Jurica Vručina

Personal information
- Date of birth: 21 October 1989 (age 36)
- Place of birth: Varaždin, SFR Yugoslavia
- Positions: Defender; forward;

Team information
- Current team: NK Međimurec Dunjkovec-Pretetinec

Senior career*
- Years: Team / Apps / (Gls)
- Slaven Belupo / 0 / (0)
- Međimurje
- 2009-2011: Podravina
- 2011: Rudeš
- 2012: Ivančica
- 2012: Tomori / 4 / (0)
- 2013-2014: Međimurje
- 2014-2015: Nedelišće
- 2016: SC Kemeten / 14 / (7)
- 2016-2017: SVH Waldbach-Wenigzell / 24 / (4)
- 2017-2019: Mönichkirchen FC / 46 / (60)
- 2019: SV Mühldorf / 22 / (33)
- 2019-2021: Union Großsteinbach / 33 / (37)
- 2022: Sc St.Margarethen/Raab / 11 / (11)
- 2022–: NK Međimurec DP

= Jurica Vručina =

Croatian footballer (born 1989)

Jurica Vrucina (born 31 October 1989 in Croatia) is a Croatian footballer who plays for NK Međimurec Dunjkovec-Pretetinec.

==Career==
Vrucina started his senior career with NK Slaven Belupo.

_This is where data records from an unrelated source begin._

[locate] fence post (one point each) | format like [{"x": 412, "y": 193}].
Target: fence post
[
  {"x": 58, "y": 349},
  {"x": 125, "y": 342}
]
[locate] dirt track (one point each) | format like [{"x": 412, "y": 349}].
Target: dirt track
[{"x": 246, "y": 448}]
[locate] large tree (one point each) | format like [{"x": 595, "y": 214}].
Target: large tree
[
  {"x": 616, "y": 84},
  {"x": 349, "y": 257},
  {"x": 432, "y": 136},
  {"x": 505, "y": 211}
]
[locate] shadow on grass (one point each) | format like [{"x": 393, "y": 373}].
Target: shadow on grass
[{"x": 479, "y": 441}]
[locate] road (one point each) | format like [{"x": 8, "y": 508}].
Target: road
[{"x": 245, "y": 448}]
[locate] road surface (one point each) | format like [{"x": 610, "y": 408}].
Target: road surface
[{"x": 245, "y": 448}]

In 2012, he signed for Albanian Superliga club FK Tomori Berat, where he made four appearances and scored zero goals. After that, he played for Croatian clubs NK Međimurje and NK Nedelišće and Austrian clubs SC Kemeten, SVH Waldbach, Mönichkirchen, SV Mühldorf, and Union Großsteinbach.